Но что это? Егозливые прыжки и ужимки, в открытую мотивированные женолюбием юности, внезапно перенимают крылья ангельского парения?.. Словно материя одной страсти на лету преобразовалась в иную, непорочную и прозрачную, с тем, однако, чтобы следом воплотиться в прежнем обличье. Эротическая стихия у Пушкина вольна рассеиваться, истончаться, достигая трепетным эхом отдаленных вершин духа (не уставая попутно производить и подкармливать гривуазных тварей низшей породы). Небесное созданье, воскресив для певца «и божество, и вдохновенье, и жизнь, и слезы, и любовь», способно обернуться распутницей, чьи щедроты обнародованы с обычной шаловливой болтливостью, но и та пусть не теряет надежды вновь при удобном случае пройти по курсу мадонны.
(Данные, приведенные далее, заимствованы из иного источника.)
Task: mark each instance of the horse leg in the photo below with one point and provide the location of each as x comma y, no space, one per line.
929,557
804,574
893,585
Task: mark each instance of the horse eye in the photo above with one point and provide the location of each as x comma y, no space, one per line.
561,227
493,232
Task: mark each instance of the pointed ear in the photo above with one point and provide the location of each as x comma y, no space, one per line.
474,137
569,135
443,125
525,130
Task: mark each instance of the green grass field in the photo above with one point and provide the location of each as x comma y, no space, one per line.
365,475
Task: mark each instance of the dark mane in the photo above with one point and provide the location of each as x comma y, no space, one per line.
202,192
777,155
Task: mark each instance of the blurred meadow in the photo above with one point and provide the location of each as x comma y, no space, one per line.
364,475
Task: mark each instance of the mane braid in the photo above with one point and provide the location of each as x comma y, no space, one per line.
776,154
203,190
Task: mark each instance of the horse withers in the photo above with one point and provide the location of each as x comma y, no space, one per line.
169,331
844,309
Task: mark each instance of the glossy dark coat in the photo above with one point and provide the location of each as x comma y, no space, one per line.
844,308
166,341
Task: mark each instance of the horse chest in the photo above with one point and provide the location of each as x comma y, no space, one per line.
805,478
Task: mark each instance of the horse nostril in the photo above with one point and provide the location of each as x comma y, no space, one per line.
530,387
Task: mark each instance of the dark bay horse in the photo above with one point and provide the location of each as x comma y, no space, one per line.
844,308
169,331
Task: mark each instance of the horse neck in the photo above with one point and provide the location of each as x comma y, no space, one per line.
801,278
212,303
Не потому ли на Пушкина никто не в обиде, и дамы охотно ему прощают нескромные намеки на их репутацию: они — лестны, они — молитвенны...
Пушкину посчастливилось вывести на поэтический стриптиз самое вещество женского пола в его щемящей и соблазнительной святости, фосфоресцирующее каким-то подземным, чтоб не сказать — надзвездным, свечением (тем — какое больше походит на невидимые токи, на спиритические лучи, источаемые вертящимся столиком, нежели на матерьяльную плоть). Не плоть — эфирное тело плоти, ея Психею, нежную ауру поймал Пушкин, пустив в оборот все эти румяные и лилейные ножки, щечки, персики, плечики, отделившиеся от владелиц и закружившиеся в независимом вальсе, «как мимолетное виденье, как гений чистой красоты».
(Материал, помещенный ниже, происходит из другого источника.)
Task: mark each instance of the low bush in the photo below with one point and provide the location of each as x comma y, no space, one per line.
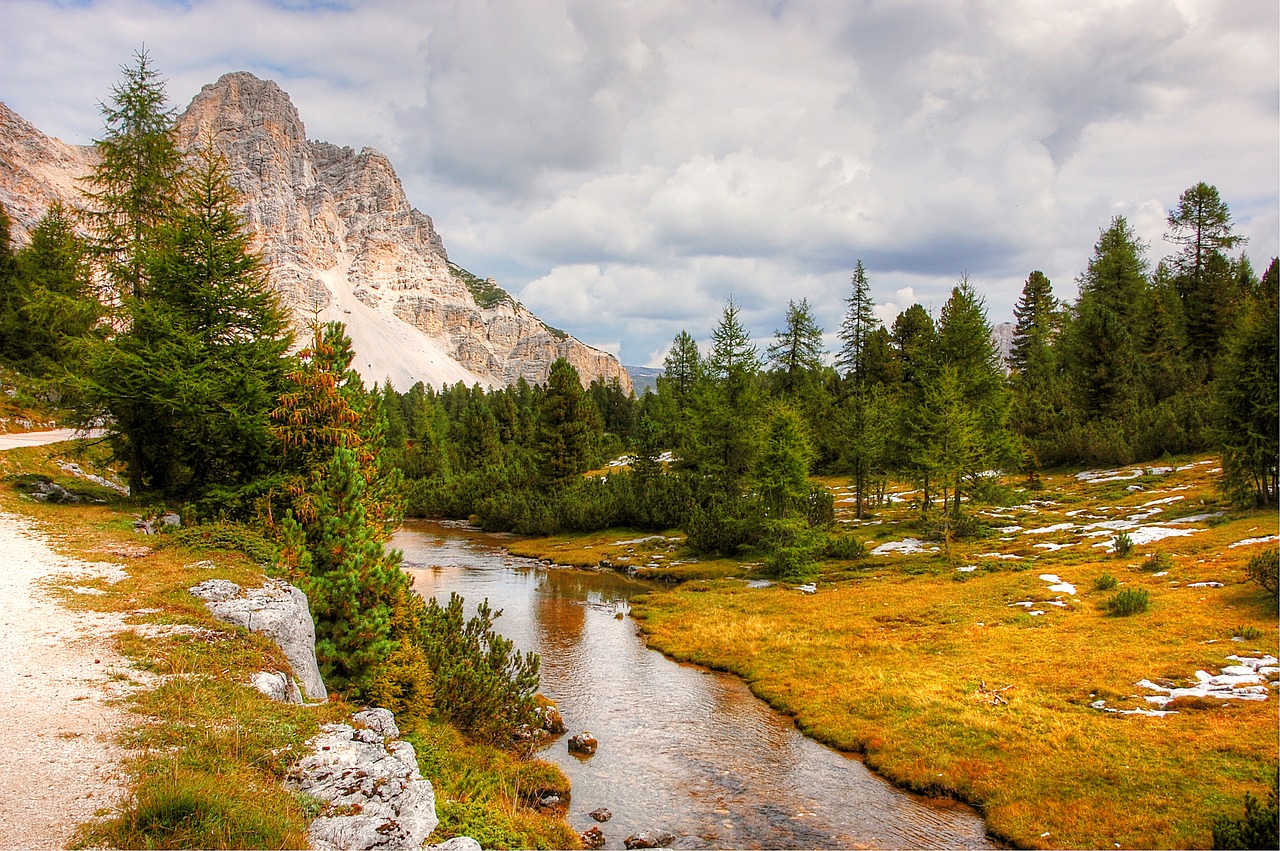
1128,602
1105,582
1264,568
Пушкинская влюбчивость — именно в силу широты и воспламеняемости этого чувства — принимает размеры жизни, отданной одному занятию, практикуемому круглосуточно, в виде вечного вращения посреди женских прелестей. Но многочисленность собрания и любвеобилие героя не позволяют ему вполне сосредоточиться на объекте и пойти дальше флирта, которым по существу исчерпываются его отношения с волшебницами. Готовность волочиться за каждым шлейфом сообщает поползновениям повесы черты бескорыстия, самозабвения, отрешенности от личных нужд, исправляемых между делом, на бегу, в ежеминутном отключении от цели и зевании по сторонам. Как будто Пушкин задался мыслью всех ублажить и уважить, не обойдя своими хлопотами ни одной мимолетной красотки, и у него глаза разбегаются, и рук не хватает, и нет ни времени, ни денег позаботиться о себе. В созерцании стольких ракурсов, в плену впечатлений, кружащих голову, повергающих в прострацию, он из любовников попадает в любители, в эрудиты амурной науки, лучшие блюда которой, как водится, достаются другим.
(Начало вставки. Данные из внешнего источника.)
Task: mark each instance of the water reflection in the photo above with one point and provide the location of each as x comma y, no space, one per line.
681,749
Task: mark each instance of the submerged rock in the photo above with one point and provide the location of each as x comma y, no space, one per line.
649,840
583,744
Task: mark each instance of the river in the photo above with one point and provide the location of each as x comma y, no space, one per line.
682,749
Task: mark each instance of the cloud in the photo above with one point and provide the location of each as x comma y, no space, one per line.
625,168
Читая Пушкина, чувствуешь, что у него с женщинами союз, что он свой человек у женщин — притом в роли специалиста, вхожего в дом в любые часы, незаменимого, как портниха, парикмахер, массажистка (она же сводня, она же удачно гадает на картах), как модный доктор-невропатолог, ювелир или болонка (такая шустрая, в кудряшках...). С такими не очень-то церемонятся и, случается, поскандалят (такой нахал! такая проныра!), но не выгонят, не выставят, таких ценят, с такими советуются по секрету от свекрови и перед такими, бывает, заискивают.
Ну и, естественно,— таким не отказывают. Еще бы: Пушкин просит!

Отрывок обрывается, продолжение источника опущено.